To assess if reductions in plasma lipids were associated with hepatic cholesterol/TAG accumulation, decreased cholesterol absorption or increased excretion, hepatic lipid concentrations of cholesterol and TAG along with faecal excretion of bile/neutral sterols were measured. Both treatments decreased hepatic cholesteryl ester content (Figure 7J). Compared to controls, faecal excretion of bile acids was reduced by icosabutate and fenofibrate, whereas neutral sterol contents were unaffected (Figure 7K). These findings negate the possibility that liver accumulation accounts for the decrease in plasma lipids.
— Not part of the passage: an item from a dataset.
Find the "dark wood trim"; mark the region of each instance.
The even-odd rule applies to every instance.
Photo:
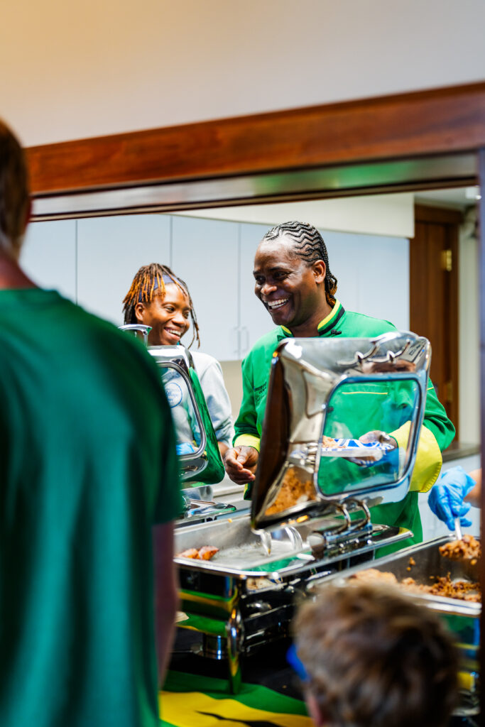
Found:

3.11. Icosabutate modulates hepatic expression of genes regulating lipid metabolism and inflammation in APOE*3Leiden.CETP mice

A partial overlap between icosabutate and fenofibrate was observed for differentially expressed genes (DEG) (Figure S3A), which could be expected given that fatty acids and their metabolites act as endogenous ligands for PPAR‐α. ⁹ In line with the physiological data, upregulated DEG in the icosabutate group were enriched for pathways involved in lipid metabolism, including fatty acid metabolism and β‐oxidation, and (chole)sterol biosynthetic processes (Figure S3B). Downregulated pathways include complement activation, the AA cascade, innate immune response and acute phase response‐related pathways (Figure S3C). Using computational pathway analysis, Z factor scores were calculated to identify the most dominant transcription factors involved in transcriptional control following icosabutate treatment. Transcription factors that are predicted to be involved in icosabutate‐mediated pathway activation are PPAR‐α and ‐γ, and sterol regulatory element‐binding transcription factor (SREBF)‐1 and −2 and PPAR gamma coactivator (PGC)‐1α (Figure S3D).
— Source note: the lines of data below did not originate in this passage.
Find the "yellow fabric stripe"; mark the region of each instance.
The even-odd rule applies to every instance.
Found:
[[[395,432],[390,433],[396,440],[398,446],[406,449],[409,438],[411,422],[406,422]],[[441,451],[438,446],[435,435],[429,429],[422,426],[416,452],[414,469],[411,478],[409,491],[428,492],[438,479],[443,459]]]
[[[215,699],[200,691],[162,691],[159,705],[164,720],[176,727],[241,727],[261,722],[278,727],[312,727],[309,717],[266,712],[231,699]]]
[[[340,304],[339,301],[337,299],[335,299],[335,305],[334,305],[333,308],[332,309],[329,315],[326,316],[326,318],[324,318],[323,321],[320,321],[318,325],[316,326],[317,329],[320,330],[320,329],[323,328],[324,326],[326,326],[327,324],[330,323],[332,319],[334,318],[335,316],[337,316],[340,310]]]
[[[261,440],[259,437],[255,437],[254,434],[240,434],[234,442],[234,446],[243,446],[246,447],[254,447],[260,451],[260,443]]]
3.12. Prolonged low‐dose icosabutate decreases atherosclerotic lesion formation in APOE*3Leiden.CETPmice

Given the marked effect of icosabutate treatment on reduction of plasma cholesterol and TAG, we examined if icosabutate affects aortic root plaque formation in APOE*3Leiden.CETP mice. For 17 weeks animals were treated with vehicle, low‐dose (37.5 mpk for first 4.5 weeks of treatment and 15 mpk for 12.5 weeks) icosabutate, or fenofibrate. This dose regimen achieved a reduction in cholesterol exposure that approximated the 29% reduction in LDL‐C observed in hypercholesterolaemic subjects after treatment with 600 mg/day icosabutate for 28 days. ³³

Representative histological photomicrographs (Figure 8A) demonstrate reduced plaque formation and smaller plaques in the icosabutate‐ and fenofibrate‐treated mice. Reductions in total cholesterol exposure were comparable for the icosabutate and fenofibrate groups and significantly lower than the control group (Figure 8B). Total lesion area was similarly reduced by both icosabutate and fenofibrate (Figure 8C) whereas only icosabutate significantly reduced lesion number (Figure 8D). Both compounds significantly reduced the formation of severe type IV‐V lesions with a concomitant increase in undiseased segments (Figure 8E) albeit these changes were more pronounced in the icosabutate‐treated group. These findings show that low‐dose icosabutate treatment effectively decreases both the development and severity of atherosclerotic lesions.